LLM-Mediated Guidance of MARL Systems
Philipp D. Siedler, Ian Gemp
2025-03-20

Summary
This paper explores how to use AI language models to help train other AI agents to work together better in complex environments.
What's the problem?
It's hard to train groups of AI agents to learn the right behaviors and work efficiently in complicated situations.
What's the solution?
The researchers used language models to guide the learning process of the AI agents, showing them what good behavior looks like and helping them learn faster.
Why it matters?
This work matters because it could lead to AI systems that are better at coordinating and collaborating in challenging real-world scenarios.
Abstract
In complex multi-agent environments, achieving efficient learning and desirable behaviours is a significant challenge for Multi-Agent Reinforcement Learning (MARL) systems.

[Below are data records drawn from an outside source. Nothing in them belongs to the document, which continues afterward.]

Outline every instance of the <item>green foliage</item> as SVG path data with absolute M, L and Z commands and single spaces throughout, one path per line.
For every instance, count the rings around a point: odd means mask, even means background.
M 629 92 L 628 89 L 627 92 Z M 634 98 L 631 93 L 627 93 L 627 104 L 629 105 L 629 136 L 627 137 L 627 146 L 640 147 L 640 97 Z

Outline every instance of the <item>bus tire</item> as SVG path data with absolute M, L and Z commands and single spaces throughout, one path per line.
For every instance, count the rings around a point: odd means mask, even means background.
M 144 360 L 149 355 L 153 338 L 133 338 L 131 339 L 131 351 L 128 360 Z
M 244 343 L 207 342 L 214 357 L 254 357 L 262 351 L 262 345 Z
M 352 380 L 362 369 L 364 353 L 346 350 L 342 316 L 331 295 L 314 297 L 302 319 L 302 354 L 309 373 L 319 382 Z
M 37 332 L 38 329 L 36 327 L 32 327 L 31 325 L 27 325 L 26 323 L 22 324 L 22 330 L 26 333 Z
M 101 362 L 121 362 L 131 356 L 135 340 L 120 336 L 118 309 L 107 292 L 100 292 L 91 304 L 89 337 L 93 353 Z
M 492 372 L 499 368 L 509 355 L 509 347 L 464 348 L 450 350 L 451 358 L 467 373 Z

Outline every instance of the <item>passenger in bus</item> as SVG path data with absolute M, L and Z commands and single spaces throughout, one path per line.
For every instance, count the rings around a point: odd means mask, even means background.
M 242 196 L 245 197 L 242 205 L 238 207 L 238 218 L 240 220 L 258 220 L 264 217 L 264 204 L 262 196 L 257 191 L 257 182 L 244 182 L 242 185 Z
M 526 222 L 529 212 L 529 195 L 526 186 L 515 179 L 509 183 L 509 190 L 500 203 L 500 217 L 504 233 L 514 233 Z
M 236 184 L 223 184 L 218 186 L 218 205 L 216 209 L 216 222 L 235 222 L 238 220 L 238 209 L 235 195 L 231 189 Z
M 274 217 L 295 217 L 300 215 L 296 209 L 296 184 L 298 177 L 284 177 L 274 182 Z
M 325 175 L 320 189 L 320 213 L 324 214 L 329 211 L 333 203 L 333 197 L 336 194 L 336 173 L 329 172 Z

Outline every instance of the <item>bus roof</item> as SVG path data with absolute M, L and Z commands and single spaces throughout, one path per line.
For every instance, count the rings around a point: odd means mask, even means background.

This work explores the potential of combining MARL with Large Language Model (LLM)-mediated interventions to guide agents toward more desirable behaviours. Specifically, we investigate how LLMs can be used to interpret and facilitate interventions that shape the learning trajectories of multiple agents. We experimented with two types of interventions, referred to as controllers: a Natural Language (NL) Controller and a Rule-Based (RB) Controller. The NL Controller, which uses an LLM to simulate human-like interventions, showed a stronger impact than the RB Controller. Our findings indicate that agents particularly benefit from early interventions, leading to more efficient training and higher performance. Both intervention types outperform the baseline without interventions, highlighting the potential of LLM-mediated guidance to accelerate training and enhance MARL performance in challenging environments.